The vessel, a “self-propelled semisubmersible” or SPSS, was captured Sept. 6 in Pacific Ocean waters off the coast of Central America by the Coast Guard Cutter Waesche, based out of Alameda, Calif. Five suspects were also apprehended while attempting to scuttle the vessel by sinking it.
USCG boarding parties found a hold 8 feet deep containing cocaine wrapped in plastic bags and on pallets. Before the vessel sank, officials recovered about 2.8 tons of cocaine, about a third of what they believe was in the hold. It was the sixth drug-running sub seized by the Coast Guard during the fiscal year ending Sept. 30.
The Waesche transferred 19.5 tons of cocaine to shore Thursday in an event at which it was announced a record 416,000 pounds of cocaine was recovered in 260 drug interdictions during the year. The estimated value of the cocaine was $5.6 billion.
“With every interdiction, we learn more about transnational organized crime networks that generate profit and proliferate power from a laundry list of illicit activities,” said Vice Adm. Fred Midgette, commander, Coast Guard Pacific Area.
Added Capt. James Passarelli, commanding officer of the Waesche, “Our Coast Guardsmen face significant risks posed by dangerous criminal organizations. Our crew preserved valuable evidence and kept millions of dollars of illicit narcotics off America’s streets.”

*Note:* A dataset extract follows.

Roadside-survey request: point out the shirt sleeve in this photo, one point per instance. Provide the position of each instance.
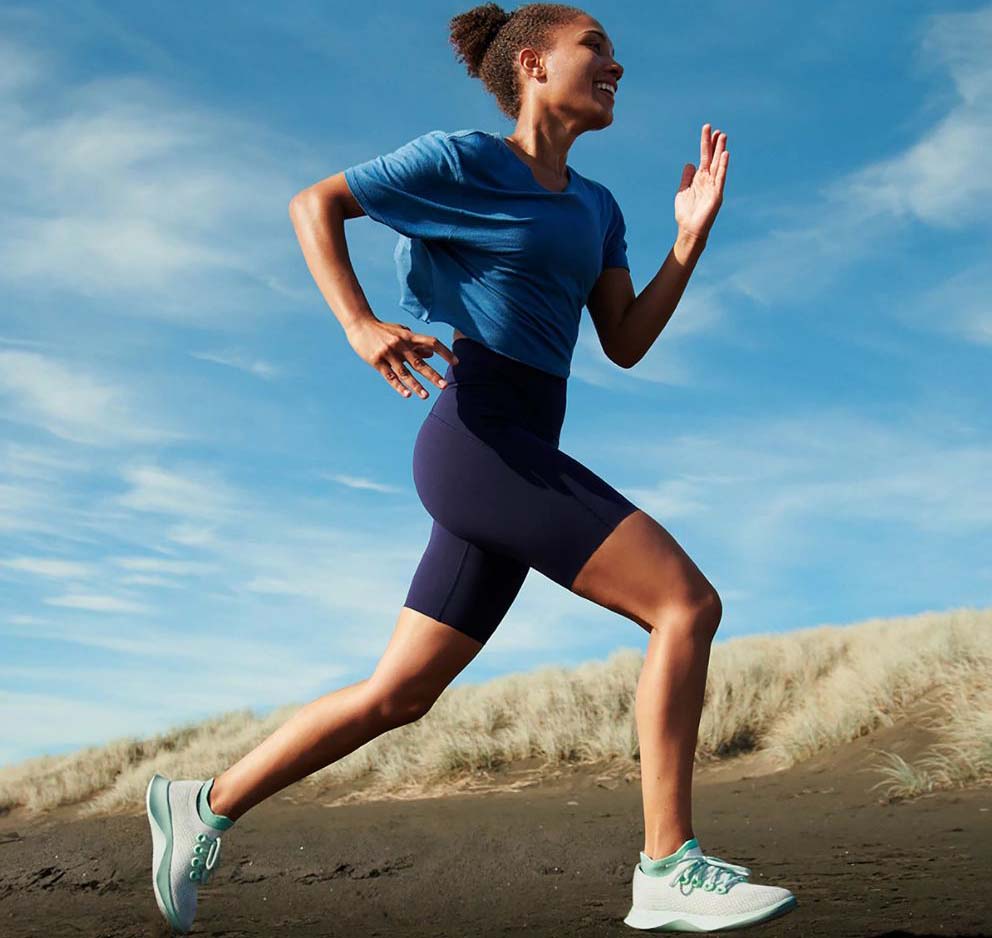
(413, 190)
(615, 243)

The cocaine is typically sent by custom-built submarines from Central America to Mexico, where it is smuggled into the United States overland. The Waesche patrols an area of the Pacific Ocean twice the size of the continental United States and known as the Western Hemisphere Transit Zone, where the Coast Guard seized 69 percent of ocean-delivered narcotics in the past year.